Par ailleurs, les compagnies aériennes n’ont pas répondu à l’évolution du trafic comme Airbus l’avait espéré. L’avionneur misait en effet sur le développement du modèle de hub, qui permettait de remplir des appareils de grande capacité avec des vols d’alimentation. Cela a fonctionné dans le Golfe et notamment chez Emirates qui a laissé tout son modèle reposer sur le concept de hub mondial. Mais ailleurs, c’est le point à point, donc les vols directs, et la multiplication des fréquences sur les routes très demandées qui ont été privilégiés, avec des appareils de taille intermédiaire, plus faciles à remplir et à rentabiliser, au détriment des avions de très grande capacité.
Enfin, les biréacteurs se sont avérés plus efficaces, le 777 tout d’abord puis les appareils de nouvelle génération que sont les 787 et A350, qui répondent par ailleurs mieux aux préoccupations environnementales croissantes de l’opinion publique.

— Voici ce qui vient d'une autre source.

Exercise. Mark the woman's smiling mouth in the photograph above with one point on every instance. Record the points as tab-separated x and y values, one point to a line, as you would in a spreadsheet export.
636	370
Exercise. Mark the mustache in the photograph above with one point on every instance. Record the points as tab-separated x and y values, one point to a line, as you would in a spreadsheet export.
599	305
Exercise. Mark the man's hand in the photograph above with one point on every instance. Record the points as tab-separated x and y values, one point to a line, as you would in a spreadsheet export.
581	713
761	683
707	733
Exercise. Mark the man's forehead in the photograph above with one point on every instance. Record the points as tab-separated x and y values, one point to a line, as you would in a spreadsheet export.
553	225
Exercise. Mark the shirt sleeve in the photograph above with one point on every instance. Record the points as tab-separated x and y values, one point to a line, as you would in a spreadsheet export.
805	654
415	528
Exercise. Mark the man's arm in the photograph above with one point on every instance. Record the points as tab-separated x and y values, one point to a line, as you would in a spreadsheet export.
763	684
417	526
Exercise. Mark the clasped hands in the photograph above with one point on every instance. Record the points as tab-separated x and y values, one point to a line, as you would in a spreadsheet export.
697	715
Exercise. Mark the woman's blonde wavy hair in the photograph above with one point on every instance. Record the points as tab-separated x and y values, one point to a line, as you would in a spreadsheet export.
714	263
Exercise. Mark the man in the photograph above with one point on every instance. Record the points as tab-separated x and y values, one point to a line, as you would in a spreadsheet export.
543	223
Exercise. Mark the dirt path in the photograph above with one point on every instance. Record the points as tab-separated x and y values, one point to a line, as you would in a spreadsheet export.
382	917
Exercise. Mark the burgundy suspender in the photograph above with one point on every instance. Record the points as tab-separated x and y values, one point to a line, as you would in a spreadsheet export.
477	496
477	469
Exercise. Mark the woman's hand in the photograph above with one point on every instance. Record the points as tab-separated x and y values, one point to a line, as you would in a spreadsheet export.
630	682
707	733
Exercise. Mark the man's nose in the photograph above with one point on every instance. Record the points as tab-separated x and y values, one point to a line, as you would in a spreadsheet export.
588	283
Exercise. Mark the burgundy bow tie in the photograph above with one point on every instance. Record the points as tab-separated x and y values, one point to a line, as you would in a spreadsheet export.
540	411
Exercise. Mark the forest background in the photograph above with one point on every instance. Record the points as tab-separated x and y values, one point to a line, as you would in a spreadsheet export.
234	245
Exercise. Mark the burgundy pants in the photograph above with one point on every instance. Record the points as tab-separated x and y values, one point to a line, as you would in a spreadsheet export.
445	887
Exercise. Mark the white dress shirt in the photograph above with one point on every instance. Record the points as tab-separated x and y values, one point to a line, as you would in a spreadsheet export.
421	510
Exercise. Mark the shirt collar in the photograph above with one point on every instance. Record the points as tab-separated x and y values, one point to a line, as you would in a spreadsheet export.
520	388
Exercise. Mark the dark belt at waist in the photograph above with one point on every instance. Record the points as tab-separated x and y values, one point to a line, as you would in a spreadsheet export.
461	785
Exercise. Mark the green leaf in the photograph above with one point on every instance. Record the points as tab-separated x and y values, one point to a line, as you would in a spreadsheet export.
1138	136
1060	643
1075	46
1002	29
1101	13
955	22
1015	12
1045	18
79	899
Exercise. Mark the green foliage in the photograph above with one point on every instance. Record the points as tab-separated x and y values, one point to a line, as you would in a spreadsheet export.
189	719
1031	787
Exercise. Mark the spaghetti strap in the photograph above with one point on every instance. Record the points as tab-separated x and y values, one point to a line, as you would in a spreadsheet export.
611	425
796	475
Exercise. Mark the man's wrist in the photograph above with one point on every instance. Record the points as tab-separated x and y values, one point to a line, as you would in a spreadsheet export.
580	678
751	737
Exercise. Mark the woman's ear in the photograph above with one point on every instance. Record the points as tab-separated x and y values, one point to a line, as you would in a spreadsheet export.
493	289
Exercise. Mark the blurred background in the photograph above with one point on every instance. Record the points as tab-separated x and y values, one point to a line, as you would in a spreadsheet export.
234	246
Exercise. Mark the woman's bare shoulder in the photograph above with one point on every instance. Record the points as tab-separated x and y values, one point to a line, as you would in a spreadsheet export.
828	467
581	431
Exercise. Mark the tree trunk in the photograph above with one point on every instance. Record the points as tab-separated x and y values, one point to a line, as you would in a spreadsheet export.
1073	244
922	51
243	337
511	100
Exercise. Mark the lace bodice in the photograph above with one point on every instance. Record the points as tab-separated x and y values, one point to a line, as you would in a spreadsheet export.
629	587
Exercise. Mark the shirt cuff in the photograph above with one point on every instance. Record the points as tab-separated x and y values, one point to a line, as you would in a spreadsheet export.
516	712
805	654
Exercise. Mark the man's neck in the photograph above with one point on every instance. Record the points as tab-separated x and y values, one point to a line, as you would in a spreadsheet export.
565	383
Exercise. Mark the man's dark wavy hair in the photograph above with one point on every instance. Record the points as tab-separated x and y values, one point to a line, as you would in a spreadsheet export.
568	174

Sans nouveau client depuis 2016 (ANA pour trois appareils) puis après la volte-face d’Emirates en 2018 qui choisit d’annuler 39 appareils en faveur des 787 et A350, Airbus annonce la fin du programme en 2019 et la fin de la production pour 2021. Aujourd’hui, l’appareil est sorti de l’offre de l’avionneur et sa ligne d’assemblage final (site Lagardère) est en reconversion pour accueillir une nouvelle ligne d’assemblage pour la famille A320.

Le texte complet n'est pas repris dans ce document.